If you know the node SPIFFE ID can you not just create the registration entry with the parent id set to the node SPIFFE ID?

No, because a node alias needs the parent id to be spiffe://<trustdomain>/spire/server.
workloads have parentid's that are node spiffe ids.

@sorindumitru
Copy link
Copy Markdown
Collaborator

@kfox1111 could you share an example of how this would be used?

@kfox1111
Copy link
Copy Markdown
Contributor Author

kfox1111 commented Apr 13, 2026

The exact use case is complicated, but reasonable. I'll try and lay it out

Say you want to use a stronger node attestor then the k8s one. For example, you want to attest with a TPM and are running them as VMs in the cloud. It is very hard before hand to determine what the TPM pubhash is going to be. let alone have a helper app understand that a node spiffeid of spiffe://<trustdomain>/spiffe/attestor/tpm/:xxx will map to seelctor tpm:pub_hash:xxx

for spire-controller-manager to map a pod (workload) to the parentid of the node it is on, it only has access to the k8s node document that the pod is running on. In addition, lots of properties of the node object are directly controllable by the node itself so are untrustworthy.

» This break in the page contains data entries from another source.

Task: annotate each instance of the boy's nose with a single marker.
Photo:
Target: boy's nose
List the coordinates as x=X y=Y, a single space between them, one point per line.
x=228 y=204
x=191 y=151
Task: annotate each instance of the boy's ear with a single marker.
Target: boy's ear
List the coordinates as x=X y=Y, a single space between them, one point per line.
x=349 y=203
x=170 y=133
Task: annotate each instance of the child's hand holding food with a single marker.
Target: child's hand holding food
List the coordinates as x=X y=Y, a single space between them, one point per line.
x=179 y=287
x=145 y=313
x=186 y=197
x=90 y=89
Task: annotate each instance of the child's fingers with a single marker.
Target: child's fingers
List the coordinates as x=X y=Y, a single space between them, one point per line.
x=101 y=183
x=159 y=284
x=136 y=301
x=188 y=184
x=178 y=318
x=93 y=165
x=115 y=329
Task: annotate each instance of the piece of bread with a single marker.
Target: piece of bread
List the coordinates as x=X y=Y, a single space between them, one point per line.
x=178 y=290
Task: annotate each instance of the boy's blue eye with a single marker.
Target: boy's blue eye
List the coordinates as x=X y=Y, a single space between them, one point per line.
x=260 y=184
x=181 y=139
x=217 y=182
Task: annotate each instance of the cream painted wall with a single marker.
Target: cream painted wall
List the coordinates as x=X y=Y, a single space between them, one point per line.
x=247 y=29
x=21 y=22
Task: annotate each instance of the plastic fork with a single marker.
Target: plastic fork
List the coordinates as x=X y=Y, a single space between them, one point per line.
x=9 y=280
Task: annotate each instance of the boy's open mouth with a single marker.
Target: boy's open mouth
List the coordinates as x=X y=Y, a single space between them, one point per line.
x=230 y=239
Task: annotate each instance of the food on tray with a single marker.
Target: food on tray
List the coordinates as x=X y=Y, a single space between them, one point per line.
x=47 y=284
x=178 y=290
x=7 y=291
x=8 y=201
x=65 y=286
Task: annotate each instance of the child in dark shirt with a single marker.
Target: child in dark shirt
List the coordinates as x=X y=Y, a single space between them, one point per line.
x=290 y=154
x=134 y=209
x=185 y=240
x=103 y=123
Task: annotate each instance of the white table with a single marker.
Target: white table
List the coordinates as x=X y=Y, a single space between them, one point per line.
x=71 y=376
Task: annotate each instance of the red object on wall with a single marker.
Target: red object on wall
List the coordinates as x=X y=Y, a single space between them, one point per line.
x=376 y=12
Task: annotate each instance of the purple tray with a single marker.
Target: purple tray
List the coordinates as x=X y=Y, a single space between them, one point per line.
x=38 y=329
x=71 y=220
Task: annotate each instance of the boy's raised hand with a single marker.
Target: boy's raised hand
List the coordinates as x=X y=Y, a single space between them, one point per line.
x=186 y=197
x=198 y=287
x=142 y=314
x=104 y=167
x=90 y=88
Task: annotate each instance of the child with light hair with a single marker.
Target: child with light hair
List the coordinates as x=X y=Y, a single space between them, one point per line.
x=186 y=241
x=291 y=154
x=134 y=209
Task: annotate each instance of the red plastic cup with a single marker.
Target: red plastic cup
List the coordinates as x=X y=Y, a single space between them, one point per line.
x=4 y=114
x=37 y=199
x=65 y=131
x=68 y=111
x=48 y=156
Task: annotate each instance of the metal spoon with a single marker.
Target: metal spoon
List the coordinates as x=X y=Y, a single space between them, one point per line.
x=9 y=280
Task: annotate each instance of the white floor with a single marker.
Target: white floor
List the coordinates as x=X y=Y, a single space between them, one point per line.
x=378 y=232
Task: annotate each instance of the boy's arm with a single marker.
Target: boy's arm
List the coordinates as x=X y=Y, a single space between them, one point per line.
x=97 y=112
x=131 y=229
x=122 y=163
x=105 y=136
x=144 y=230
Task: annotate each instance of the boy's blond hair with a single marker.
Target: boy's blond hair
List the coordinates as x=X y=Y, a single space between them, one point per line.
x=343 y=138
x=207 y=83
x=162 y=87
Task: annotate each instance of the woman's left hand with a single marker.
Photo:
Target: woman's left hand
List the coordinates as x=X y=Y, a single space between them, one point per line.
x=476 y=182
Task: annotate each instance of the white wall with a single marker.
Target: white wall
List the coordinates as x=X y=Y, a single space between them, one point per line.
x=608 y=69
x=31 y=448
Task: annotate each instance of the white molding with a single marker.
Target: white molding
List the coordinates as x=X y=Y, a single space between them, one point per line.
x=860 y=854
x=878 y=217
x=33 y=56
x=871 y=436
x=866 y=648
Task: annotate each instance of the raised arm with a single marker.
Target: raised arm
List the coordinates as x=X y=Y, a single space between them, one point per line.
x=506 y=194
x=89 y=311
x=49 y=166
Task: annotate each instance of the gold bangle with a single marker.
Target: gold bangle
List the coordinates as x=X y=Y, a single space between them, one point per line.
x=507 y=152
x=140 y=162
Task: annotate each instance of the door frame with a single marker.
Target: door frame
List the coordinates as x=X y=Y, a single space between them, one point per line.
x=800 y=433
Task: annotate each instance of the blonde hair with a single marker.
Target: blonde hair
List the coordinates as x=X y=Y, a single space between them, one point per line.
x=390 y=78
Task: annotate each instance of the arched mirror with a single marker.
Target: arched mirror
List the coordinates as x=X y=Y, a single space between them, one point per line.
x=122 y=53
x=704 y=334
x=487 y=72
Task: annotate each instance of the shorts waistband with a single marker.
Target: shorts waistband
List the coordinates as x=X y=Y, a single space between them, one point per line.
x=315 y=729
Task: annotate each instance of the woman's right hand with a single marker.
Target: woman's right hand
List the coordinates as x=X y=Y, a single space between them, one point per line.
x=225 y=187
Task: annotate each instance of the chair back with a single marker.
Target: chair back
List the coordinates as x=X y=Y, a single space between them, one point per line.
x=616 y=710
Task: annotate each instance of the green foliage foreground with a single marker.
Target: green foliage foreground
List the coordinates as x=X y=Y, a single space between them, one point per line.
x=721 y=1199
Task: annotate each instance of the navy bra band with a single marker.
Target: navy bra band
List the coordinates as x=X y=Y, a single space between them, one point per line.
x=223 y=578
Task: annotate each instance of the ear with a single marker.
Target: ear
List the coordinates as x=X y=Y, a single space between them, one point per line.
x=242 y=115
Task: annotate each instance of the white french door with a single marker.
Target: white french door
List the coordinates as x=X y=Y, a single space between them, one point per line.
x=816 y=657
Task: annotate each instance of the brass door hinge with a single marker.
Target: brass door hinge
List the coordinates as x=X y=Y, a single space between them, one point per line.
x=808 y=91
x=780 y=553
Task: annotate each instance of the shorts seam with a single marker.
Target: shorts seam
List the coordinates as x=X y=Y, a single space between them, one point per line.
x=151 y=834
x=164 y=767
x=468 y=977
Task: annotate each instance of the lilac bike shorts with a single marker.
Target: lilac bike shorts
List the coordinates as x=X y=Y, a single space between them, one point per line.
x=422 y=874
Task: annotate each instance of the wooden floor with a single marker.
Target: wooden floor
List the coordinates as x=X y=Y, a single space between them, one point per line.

While the parentid setting is templated in spire-controller-manager, the limited set of data it can use to do the template means its best to set it to something simple and trustworthy. like spiffe://{{ .TrustDomain }}/spire/controller-manager/{{ .Node.MetaData.UUID}}

so, how do we autogenerate a link between what spire-controller-manager needs as input entries and the unknown spiffeids nodes are going to get?

Node aliases can really help with this.

We write a helper client/server pair. How does this work:

  1. the client runs on each node with a kubelet. it connects to the server using the node svid and passes a current k8s psat for its daemonset/serviceaccount.
  2. the server accepts connections secured with valid spiffe svids. it accepts the k8s psat and verifies its valid for the current k8s cluster, from the right serviceaccount/daemonset, and extracts the node name from the token. It then creates/updates a ClusterStaticEntry of the form:
apiVersion: spire.spiffe.io/v1alpha1
kind: ClusterStaticEntry
metadata:
  name: node-{{ .Node.MetaData.UUID }}
  ownerReferences:
  - apiVersion: v1
    kind: Node
    name: {{ .Node.MetaData.Name }}
    uid: { .Node.MetaData.UUID }}
    blockOwnerDeletion: true
    controller: false
spec:
  parentID: spiffe://{{ .TrustDomain }}/spire/server
  spiffeID: spiffe://{{ .TrustDomain }}/spire/controller-manager/{{ .Node.MetaData.UUID}}
  selectors:
  - svid:path:<path from node's real svid>

the spire-controller-manager will sync these entries automatically to the spire-server, so the rest service does not need access to the spire server directly, increasing security. validating policies can also be written to further restrict what it can do for increased security.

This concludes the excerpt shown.